Sementara itu, Ketua Asosiasi Peternak Babi Sulut, Gilbert Wantalangi menyebutkan pihaknya berharap bantuan semua pihak termasuk masyarakat untuk dapat mempertahankan status bebas ASF di Sulut, agar ia dan para peternak dapat juga berkontribusi terhadap pemulihan ekonomi dimasa pandemi.

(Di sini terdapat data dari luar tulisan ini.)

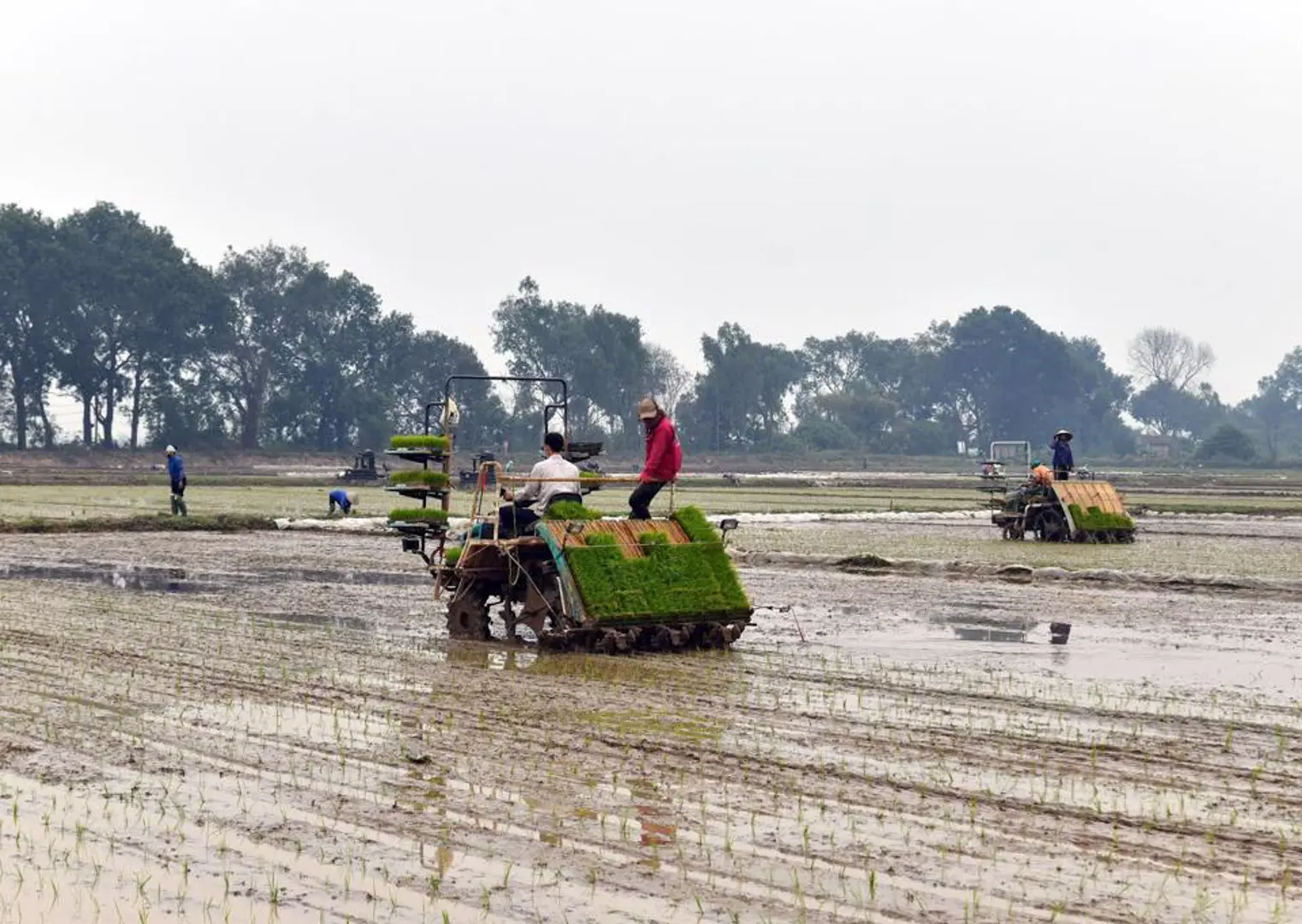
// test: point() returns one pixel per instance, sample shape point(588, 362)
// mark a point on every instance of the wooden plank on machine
point(1090, 495)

Secara terpisah, Kepala Badan Karantina Pertanian (Barantan), Kementan, Bambang menyebutkan wabah ASF di beberapa wilayah telah dilakukan penanggulanggannya bersama dengan instansi terkait. 

Pihaknya telah menerapkan sistem pencegahan masuknya ASF dari wilayah wabah melalui Mitigasi Risiko Virus African Swine Fever (ASF), Classical Swine Fever (CSF) dan Swine Flu (Influenza A).  

Di mana setiap unit pelaksana teknis (UPT) di lingkup Barantan wajib melakukan monitoring Influenza A pada babi yang dilalulintaskan di seluruh Indonesia.

"Ke depan, kita perkuat sinergi para pelaku usaha, peternak maupun pemerintah dalam upaya pencegahan masuknya ASF terutama di pintu-pintu pemasukan seperti pelabuhan dan bandara," ucap Bambang.